— Harlan ne laisse aucun bien à son épouse Noreen par ce testament.
J’étais bouleversée.
Mavis, la sœur de Harlan, se montra immédiatement prête à « m’aider ». Elle suggéra que je quitte notre grande maison pour venir vivre chez elle.
Mais après le départ de la famille, l’avocat, monsieur Keaton, me demanda de rester.
Il posa devant moi une lettre, une clé et plusieurs documents.
— Harlan savait exactement ce qu’il faisait.
La vérité était simple.
Des années auparavant, Harlan avait placé notre maison et l’essentiel de notre patrimoine dans une structure juridique créée pour nous deux. À sa mort, j’en devenais automatiquement bénéficiaire selon les dispositions déjà établies. Ces biens n’avaient donc pas à m’être transmis par son testament.
Mais il existait une seconde raison.
Harlan avait découvert que Mavis avait tenté d’obtenir des informations sur nos comptes et avait insisté pour qu’il modifie certains documents pendant sa maladie.
Il avait refusé.
Puis il avait décidé de découvrir ce qu’elle ferait si elle pensait que j’étais devenue vulnérable et sans ressources.
Sa réaction lors de la lecture lui donna raison.
La clé ouvrait un coffre contenant les documents originaux, des relevés et une lettre de Harlan.
« Noreen, je ne t’ai pas laissé sans rien.

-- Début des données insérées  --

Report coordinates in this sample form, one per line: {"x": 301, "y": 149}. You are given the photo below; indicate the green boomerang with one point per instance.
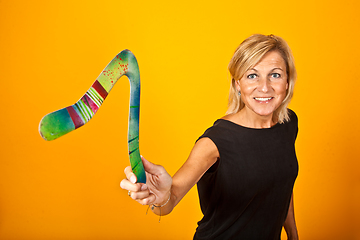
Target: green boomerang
{"x": 58, "y": 123}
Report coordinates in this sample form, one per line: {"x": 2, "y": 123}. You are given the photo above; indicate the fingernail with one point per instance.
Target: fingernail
{"x": 133, "y": 179}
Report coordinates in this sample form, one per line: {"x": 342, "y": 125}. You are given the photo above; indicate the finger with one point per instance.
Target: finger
{"x": 127, "y": 185}
{"x": 139, "y": 195}
{"x": 130, "y": 175}
{"x": 152, "y": 168}
{"x": 148, "y": 200}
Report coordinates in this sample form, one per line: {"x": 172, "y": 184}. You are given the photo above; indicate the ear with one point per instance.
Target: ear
{"x": 237, "y": 84}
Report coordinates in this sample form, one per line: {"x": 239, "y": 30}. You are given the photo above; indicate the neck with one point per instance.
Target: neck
{"x": 248, "y": 118}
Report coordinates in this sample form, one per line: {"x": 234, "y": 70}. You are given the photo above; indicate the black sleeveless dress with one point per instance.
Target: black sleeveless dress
{"x": 246, "y": 194}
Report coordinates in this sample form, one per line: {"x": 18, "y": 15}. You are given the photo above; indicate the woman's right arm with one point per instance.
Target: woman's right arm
{"x": 160, "y": 188}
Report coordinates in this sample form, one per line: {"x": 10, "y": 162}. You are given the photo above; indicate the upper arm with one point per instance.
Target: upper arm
{"x": 203, "y": 155}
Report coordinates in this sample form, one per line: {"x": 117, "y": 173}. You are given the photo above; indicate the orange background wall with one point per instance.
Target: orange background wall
{"x": 52, "y": 51}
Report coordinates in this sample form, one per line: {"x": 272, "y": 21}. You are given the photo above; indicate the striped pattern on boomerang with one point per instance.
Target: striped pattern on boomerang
{"x": 58, "y": 123}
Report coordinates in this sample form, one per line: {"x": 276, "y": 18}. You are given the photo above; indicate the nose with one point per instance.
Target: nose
{"x": 264, "y": 85}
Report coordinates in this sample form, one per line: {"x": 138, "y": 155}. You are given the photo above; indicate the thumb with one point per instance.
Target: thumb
{"x": 151, "y": 167}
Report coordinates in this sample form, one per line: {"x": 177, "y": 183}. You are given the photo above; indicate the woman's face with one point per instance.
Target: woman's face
{"x": 263, "y": 87}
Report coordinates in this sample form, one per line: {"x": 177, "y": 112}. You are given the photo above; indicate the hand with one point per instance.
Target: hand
{"x": 157, "y": 187}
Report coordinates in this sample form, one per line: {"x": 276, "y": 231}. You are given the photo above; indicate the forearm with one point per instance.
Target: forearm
{"x": 290, "y": 224}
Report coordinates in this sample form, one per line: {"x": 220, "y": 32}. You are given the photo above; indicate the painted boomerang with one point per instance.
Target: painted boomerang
{"x": 58, "y": 123}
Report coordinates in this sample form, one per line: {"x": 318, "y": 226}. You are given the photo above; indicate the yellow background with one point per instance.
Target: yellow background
{"x": 52, "y": 51}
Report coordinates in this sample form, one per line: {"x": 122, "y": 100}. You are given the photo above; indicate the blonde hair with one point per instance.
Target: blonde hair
{"x": 247, "y": 55}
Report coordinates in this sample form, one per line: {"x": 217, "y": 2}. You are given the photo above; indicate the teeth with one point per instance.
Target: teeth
{"x": 262, "y": 99}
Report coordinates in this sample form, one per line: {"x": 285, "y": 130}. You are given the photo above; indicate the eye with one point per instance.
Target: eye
{"x": 251, "y": 76}
{"x": 275, "y": 75}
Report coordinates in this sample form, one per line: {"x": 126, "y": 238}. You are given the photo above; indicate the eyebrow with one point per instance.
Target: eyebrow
{"x": 253, "y": 69}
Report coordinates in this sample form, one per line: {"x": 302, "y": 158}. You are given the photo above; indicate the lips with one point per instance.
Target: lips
{"x": 263, "y": 99}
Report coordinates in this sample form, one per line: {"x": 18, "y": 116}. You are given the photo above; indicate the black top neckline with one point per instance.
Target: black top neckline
{"x": 243, "y": 127}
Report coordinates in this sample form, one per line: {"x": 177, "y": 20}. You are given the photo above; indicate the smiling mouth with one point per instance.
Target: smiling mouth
{"x": 263, "y": 99}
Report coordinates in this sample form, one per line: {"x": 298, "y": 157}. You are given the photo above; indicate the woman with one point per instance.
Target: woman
{"x": 244, "y": 165}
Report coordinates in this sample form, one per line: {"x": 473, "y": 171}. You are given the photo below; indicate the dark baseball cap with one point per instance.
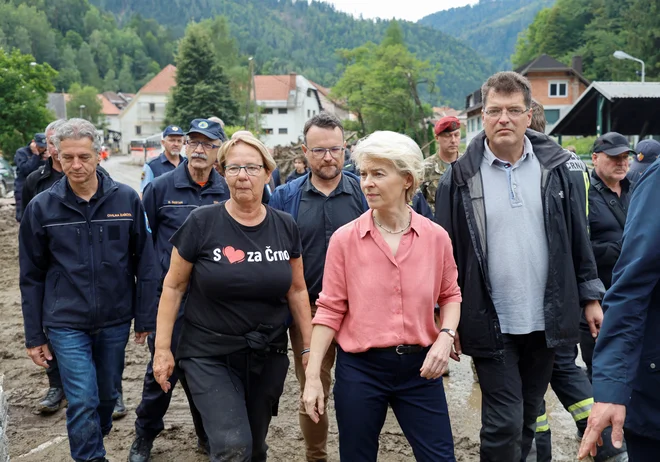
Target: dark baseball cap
{"x": 173, "y": 130}
{"x": 612, "y": 144}
{"x": 647, "y": 151}
{"x": 447, "y": 124}
{"x": 40, "y": 140}
{"x": 207, "y": 128}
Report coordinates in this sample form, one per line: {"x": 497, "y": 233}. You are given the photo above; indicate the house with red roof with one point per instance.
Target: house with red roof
{"x": 286, "y": 102}
{"x": 144, "y": 114}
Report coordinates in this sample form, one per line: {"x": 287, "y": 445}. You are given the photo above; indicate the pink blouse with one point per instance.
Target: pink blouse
{"x": 374, "y": 299}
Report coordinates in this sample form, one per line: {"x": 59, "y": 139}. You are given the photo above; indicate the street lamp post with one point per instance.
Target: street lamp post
{"x": 623, "y": 55}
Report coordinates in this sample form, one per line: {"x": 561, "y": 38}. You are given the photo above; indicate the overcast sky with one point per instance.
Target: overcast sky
{"x": 411, "y": 10}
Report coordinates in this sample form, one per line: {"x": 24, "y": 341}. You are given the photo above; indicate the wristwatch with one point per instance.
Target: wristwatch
{"x": 450, "y": 332}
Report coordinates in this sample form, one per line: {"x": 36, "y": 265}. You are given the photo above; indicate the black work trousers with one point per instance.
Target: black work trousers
{"x": 512, "y": 388}
{"x": 236, "y": 405}
{"x": 572, "y": 387}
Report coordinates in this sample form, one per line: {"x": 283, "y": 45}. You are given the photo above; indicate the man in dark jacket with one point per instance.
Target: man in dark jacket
{"x": 87, "y": 268}
{"x": 27, "y": 160}
{"x": 524, "y": 260}
{"x": 626, "y": 369}
{"x": 647, "y": 153}
{"x": 609, "y": 198}
{"x": 168, "y": 200}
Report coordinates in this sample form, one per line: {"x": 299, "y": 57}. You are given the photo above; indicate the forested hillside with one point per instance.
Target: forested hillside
{"x": 595, "y": 29}
{"x": 491, "y": 27}
{"x": 286, "y": 36}
{"x": 84, "y": 44}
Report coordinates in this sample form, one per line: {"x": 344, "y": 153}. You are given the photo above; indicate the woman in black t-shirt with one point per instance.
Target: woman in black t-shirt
{"x": 242, "y": 262}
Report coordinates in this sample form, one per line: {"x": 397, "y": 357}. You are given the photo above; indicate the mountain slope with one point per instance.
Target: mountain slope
{"x": 491, "y": 27}
{"x": 286, "y": 36}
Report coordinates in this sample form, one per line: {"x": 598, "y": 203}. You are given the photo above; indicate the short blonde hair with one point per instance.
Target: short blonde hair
{"x": 399, "y": 149}
{"x": 269, "y": 162}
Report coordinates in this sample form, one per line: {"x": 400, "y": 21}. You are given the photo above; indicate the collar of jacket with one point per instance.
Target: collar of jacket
{"x": 58, "y": 190}
{"x": 549, "y": 154}
{"x": 182, "y": 179}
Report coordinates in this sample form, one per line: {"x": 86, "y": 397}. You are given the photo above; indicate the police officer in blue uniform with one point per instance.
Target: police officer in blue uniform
{"x": 168, "y": 160}
{"x": 87, "y": 268}
{"x": 168, "y": 201}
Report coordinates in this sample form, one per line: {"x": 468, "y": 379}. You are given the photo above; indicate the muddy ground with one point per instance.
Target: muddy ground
{"x": 34, "y": 438}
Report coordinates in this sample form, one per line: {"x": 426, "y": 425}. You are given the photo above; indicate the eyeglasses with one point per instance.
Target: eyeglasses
{"x": 206, "y": 146}
{"x": 513, "y": 112}
{"x": 334, "y": 151}
{"x": 250, "y": 169}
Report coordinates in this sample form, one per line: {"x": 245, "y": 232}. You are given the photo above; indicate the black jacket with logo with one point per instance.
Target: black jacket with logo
{"x": 86, "y": 272}
{"x": 572, "y": 274}
{"x": 607, "y": 217}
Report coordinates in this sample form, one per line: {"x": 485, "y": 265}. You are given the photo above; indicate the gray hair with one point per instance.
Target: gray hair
{"x": 399, "y": 149}
{"x": 76, "y": 129}
{"x": 507, "y": 83}
{"x": 53, "y": 126}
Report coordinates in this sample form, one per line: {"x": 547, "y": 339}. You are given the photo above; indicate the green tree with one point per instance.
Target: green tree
{"x": 24, "y": 88}
{"x": 381, "y": 84}
{"x": 202, "y": 88}
{"x": 86, "y": 96}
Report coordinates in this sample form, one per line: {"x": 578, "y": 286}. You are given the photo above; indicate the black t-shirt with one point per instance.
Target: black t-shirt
{"x": 241, "y": 274}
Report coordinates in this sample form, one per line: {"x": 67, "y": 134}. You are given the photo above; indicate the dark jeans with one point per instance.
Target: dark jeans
{"x": 572, "y": 387}
{"x": 641, "y": 448}
{"x": 53, "y": 370}
{"x": 155, "y": 401}
{"x": 89, "y": 363}
{"x": 236, "y": 406}
{"x": 512, "y": 390}
{"x": 365, "y": 383}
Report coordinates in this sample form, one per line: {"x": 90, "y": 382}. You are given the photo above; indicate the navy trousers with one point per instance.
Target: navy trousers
{"x": 366, "y": 383}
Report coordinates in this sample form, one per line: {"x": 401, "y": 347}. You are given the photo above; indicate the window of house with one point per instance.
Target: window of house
{"x": 551, "y": 116}
{"x": 558, "y": 89}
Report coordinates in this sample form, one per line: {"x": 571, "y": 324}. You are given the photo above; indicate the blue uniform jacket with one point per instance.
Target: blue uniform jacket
{"x": 168, "y": 201}
{"x": 626, "y": 365}
{"x": 86, "y": 273}
{"x": 287, "y": 197}
{"x": 26, "y": 163}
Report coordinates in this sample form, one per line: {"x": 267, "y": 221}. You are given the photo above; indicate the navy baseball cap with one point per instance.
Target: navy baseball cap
{"x": 40, "y": 140}
{"x": 173, "y": 130}
{"x": 207, "y": 128}
{"x": 612, "y": 144}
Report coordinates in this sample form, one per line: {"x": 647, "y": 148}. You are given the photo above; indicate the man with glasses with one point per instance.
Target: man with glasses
{"x": 168, "y": 201}
{"x": 321, "y": 201}
{"x": 168, "y": 160}
{"x": 524, "y": 260}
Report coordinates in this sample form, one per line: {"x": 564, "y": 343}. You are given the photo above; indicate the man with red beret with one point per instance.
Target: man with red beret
{"x": 448, "y": 135}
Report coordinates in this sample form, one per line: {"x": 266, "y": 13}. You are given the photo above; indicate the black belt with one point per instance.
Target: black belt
{"x": 401, "y": 349}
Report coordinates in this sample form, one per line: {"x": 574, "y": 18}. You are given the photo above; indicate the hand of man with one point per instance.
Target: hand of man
{"x": 40, "y": 355}
{"x": 602, "y": 416}
{"x": 140, "y": 337}
{"x": 594, "y": 315}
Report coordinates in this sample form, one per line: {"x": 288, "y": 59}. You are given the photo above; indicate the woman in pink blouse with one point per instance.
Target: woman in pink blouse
{"x": 384, "y": 273}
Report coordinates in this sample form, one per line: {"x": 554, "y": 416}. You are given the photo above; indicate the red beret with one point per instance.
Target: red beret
{"x": 447, "y": 124}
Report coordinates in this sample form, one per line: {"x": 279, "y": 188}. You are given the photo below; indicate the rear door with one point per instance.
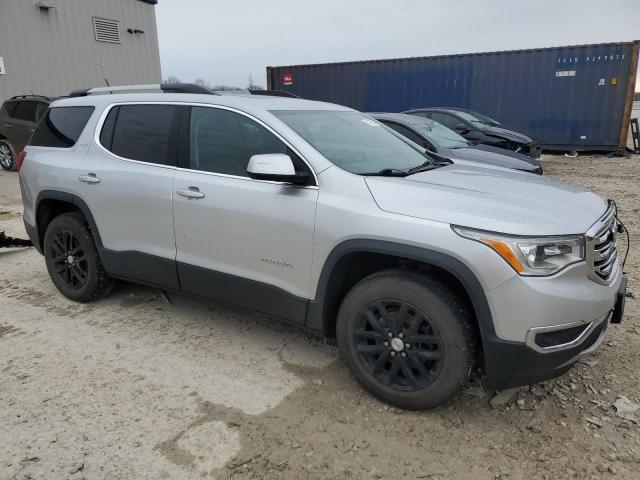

J’ai simplement protégé ce qui était déjà à nous. Si Mavis essaie de te convaincre que tu dépends d’elle, montre tout à Keaton. »
Les documents furent examinés par les professionnels concernés et les tentatives de Mavis pour intervenir dans mes affaires prirent fin.
Quant à moi, je restai dans notre maison.
Quelques semaines plus tard, je m’assis dans le fauteuil préféré de Harlan et relus sa dernière phrase :
« Je t’avais promis que tu resterais toujours toi-même. Cela signifiait aussi que personne ne déciderait de ta vie à ta place. »
Je regardai mon alliance et souris.
Harlan ne m’avait pas oubliée dans son testament.
Il avait simplement organisé les choses pour que je n’aie jamais besoin de ce testament pour conserver ce qui était déjà à moi.